Step-by-Step Explanation

  1. Preparing Arguments:

    • The System V ABI specifies that the first six integer arguments are passed in registers RDI, RSI, RDX, RCX, R8, and R9. Here, 3 goes into RDI, and 4 into RSI.
  2. Calling the Function:

    • The call add instruction pushes the return address onto the stack and transfers control to add.
  3. Receiving Arguments:

    • add finds its arguments in RDI (a = 3) and RSI (b = 4).
  4. Computing the Result:

    • add moves RDI to EAX, adds RSI to it, and now EAX holds 7.
  5. Returning the Result:

    • The ABI designates RAX (or its 32-bit subset EAX) for integer return values. The ret instruction pops the return address and jumps back to main.
  6. Using the Result:

    • main finds the result (7) in EAX and can use it as needed.

What About More Arguments?

The obvious follow up questions would be, what if your function takes more arguments than the registers available?

If add took seven arguments, the first six would use RDI, RSI, RDX, RCX , R8, and R9, and the seventh would be pushed onto the stack. The caller adjusts the stack pointer (RSP) accordingly, ensuring proper alignment (typically 16 bytes in x86-64).

Digging Deeper: Stack Frames and Data Types

Stack Frames

Every function call creates a stack frame, a structured region on the stack containing:

  • Return Address: Where to resume execution in the caller.
  • Saved Registers: Values of registers (e.g., RBP) that the callee must preserve.
  • Local Variables: Space for the function’s temporary data.

The stack grows downward (lower addresses) as frames are pushed and shrinks upward as functions return. (now you must guess where "stack overflow" as a platform got it's name :D)

Handling Different Data Types

The ABI also governs how various data types are passed:

  • Integers and Pointers: Passed in general-purpose registers like RDI or RAX.
  • Floating-Point Numbers: Use dedicated registers (e.g., XMM0XMM7 in x86-64).
  • Structs: Small structs might fit in registers; larger ones are passed on the stack or by reference (a pointer).

Why This Matters

Understanding function calls at this level is invaluable for:

  • Observability: When writing uprobes eBPF programs to monitor a user space function, understanding the language specific ABI is crucial to get access to the arguments being passed to or returned from the function.
  • Debugging: Tracing assembly code reveals where things go wrong.
  • Optimization: Knowing register vs. stack trade-offs can boost performance.
  • Systems Programming: Writing kernels or compilers requires mastering the ABI.

Conclusion

This makes us thing, something as trivial as calling a function from another can be so complex in it's implementation.
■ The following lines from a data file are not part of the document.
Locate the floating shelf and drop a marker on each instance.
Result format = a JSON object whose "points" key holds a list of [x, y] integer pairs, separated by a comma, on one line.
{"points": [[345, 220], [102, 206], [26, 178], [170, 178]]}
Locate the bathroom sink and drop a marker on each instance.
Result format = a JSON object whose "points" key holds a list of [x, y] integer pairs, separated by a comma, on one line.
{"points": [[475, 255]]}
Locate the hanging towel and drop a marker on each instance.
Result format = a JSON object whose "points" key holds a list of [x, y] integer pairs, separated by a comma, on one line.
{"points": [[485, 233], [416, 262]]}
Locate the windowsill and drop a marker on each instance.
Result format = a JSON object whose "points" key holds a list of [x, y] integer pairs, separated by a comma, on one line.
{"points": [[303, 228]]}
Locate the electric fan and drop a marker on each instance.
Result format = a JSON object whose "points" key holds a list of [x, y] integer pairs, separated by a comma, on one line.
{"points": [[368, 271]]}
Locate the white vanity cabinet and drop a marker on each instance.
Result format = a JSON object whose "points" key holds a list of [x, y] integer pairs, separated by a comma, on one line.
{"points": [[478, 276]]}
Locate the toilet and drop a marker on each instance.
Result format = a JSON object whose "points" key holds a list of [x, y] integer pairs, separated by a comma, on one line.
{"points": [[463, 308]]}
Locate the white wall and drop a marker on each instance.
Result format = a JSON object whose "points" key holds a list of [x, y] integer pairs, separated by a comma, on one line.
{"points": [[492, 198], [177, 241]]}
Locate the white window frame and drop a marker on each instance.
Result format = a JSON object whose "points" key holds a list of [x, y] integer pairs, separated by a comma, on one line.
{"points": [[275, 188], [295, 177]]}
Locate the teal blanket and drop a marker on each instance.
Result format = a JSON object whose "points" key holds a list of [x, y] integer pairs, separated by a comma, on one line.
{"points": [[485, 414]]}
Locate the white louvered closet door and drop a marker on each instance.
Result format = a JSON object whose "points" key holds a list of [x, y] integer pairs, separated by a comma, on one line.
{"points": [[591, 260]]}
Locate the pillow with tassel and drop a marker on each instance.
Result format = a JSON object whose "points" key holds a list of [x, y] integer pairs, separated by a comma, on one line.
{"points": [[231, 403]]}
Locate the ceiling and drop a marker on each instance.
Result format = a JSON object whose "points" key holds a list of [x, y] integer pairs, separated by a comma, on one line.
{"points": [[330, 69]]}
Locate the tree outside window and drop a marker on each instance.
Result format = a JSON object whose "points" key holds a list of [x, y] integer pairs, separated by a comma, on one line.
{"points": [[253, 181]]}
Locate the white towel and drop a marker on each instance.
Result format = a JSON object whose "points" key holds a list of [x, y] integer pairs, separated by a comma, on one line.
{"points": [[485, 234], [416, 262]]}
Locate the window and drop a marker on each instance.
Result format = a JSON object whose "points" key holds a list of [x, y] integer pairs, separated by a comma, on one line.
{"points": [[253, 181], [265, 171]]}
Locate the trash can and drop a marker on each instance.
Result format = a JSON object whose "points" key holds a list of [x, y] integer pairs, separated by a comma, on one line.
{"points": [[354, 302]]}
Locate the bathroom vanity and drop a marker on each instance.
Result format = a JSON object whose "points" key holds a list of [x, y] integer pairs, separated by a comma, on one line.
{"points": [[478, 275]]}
Function calls are complex at the binary level. Arguments can be either in registers or land on the stack, guided by the ABI’s strict rules.

Returning values is as crucial as calling functions, they also follow specifications so the return values land precisely where the caller expects them. The ABI is the interface that makes all of it possible, ensuring every step, from argument placement to stack management, is executed perfectly across functions, languages, and platforms.

Now we have all the fundamental knowledge we needed to understand ABI of any programming language and hence, we can write uprobes for any user space function now.